God's New Bible

The Great Gospel of John
Volume 3

Jesus' Precepts and Deeds through His Three Years of Teaching
Jesus near Caesarea Philippi

- Chapter 128 -

Micha's notion of wordly wisdom concerning the incidents.

Micha says, "It is not even necessary! Let's be glad that we are what we are, and that we finally have before us physically in all the most endless sphere of effect what the elders strove for in vain but always got totally lost in thin air!
2
Observe Moses and all the prophets, then take the wise men of Egypt and Greece on top, summarize their enormously mystical spiritual ideas about God's being, and you still have not even a grain of sand of that which we have here tangibly physically before us in fullness!
3
Moses, the greatest prophet, wanted to see God on Mount Sinai, but he received from the flaming cloud an answer with a voice of thunder that made the Earth tremble: No-one can see God and live! But we now see the same God, speak to Him, are happy witnesses of His wisdom and omnipotence and still live very well and very comfortably!

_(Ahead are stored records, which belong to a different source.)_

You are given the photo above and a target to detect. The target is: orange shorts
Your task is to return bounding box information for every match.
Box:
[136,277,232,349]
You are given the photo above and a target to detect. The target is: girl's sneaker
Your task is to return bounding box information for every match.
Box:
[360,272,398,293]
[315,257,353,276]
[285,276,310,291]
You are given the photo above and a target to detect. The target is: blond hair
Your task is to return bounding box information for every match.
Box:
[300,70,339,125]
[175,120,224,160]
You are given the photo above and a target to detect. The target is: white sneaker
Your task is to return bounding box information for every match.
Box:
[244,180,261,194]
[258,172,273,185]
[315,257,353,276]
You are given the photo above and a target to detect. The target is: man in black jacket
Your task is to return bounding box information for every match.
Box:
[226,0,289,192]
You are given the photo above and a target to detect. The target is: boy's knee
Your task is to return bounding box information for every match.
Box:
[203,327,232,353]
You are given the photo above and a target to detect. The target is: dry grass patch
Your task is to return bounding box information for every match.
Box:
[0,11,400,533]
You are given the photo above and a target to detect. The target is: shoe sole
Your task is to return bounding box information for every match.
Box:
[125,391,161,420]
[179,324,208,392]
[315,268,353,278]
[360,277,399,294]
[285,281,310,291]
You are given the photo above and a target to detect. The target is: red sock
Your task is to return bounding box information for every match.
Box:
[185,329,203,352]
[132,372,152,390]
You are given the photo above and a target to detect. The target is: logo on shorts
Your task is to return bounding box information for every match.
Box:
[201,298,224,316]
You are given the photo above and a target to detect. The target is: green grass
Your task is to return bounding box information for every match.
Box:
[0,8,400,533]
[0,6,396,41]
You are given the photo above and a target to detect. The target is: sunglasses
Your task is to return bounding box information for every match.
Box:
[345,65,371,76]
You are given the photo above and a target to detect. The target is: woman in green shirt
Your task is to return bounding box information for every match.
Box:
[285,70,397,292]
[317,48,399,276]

If the good Moses sometimes felt somewhat strange on the mountain, particularly when a thousand times a thousand of the most powerfully cracking bolts of lightning played around his head at the same time, then that is very understandable; but if we here speak of a particular eeriness in the presence of the so very good and most pleasant God, then we fully deserve the harshest mocking!
4
Didn't our fore-fathers enthuse about a holy father in heaven, but nonetheless could never gain any understanding of Him!? We now have the same Holy Father in all most tangible truth before us on this Earth, which is now the heaven of all heavens, and we feel not at home!
5
It is true that one must feel quite unaccustomed and different here than a child at home with his conceited toys; but for that we are now also in a very curious school of life! When a child goes to school for the first time, he will certainly not feel as at home as with his toys in his parents? house; but when he goes to school for a year, then he will also feel as at home there as with his toys at home.
6
But how He, our God, Master, Lord and Father nonetheless penetrates everything with His all-powerful will in the whole of infinity from the greatest to the smallest thing and is most clearly aware of all His endless and countless creations from the greatest to the smallest, that, brother, is none of our business, and there is certainly nothing for us but to know and see that things are so, and must be so, otherwise all things would obviously instantly have to lose their objective existence.
7
We must just have patience! Today we know this much, tomorrow we will obviously know more, and in a year we should know much more than now at the beginning of our spiritual development, in which we nonetheless stand much higher than Moses and all the great and famous prophets before us, who with their most holy visions can hardly have guessed spiritually and then written down with highly mystical words and signs what we now can touch with our hands without any mysticism. If we just consider that actively, we will immediately feel a lot more at home than Saul once felt among the prophets!"
8
The others say, "Yes, yes, you are completely correct, and we all feel much more at home already! What a person's reasonable word is capable of doing!"
9
Zahr, who until now had still been silent, but otherwise always full of cheerfulness in his mind, says, "It is laughable what foolish things the cleverest men often say! Micha, the weakest among us, has nonetheless brought to light the very cleverest opinion! How could one feel here in the least strange and eerie? Quite the opposite! We are now in exactly the right spot! We are with God, our eternal Creator and Father. We began with Him and have now turned back again as far as possible; what are we talking about feeling uncomfortable for? We have only just come home! No, what strange opinions brothers Rob and Boz have! What do you say to that, Mathael?"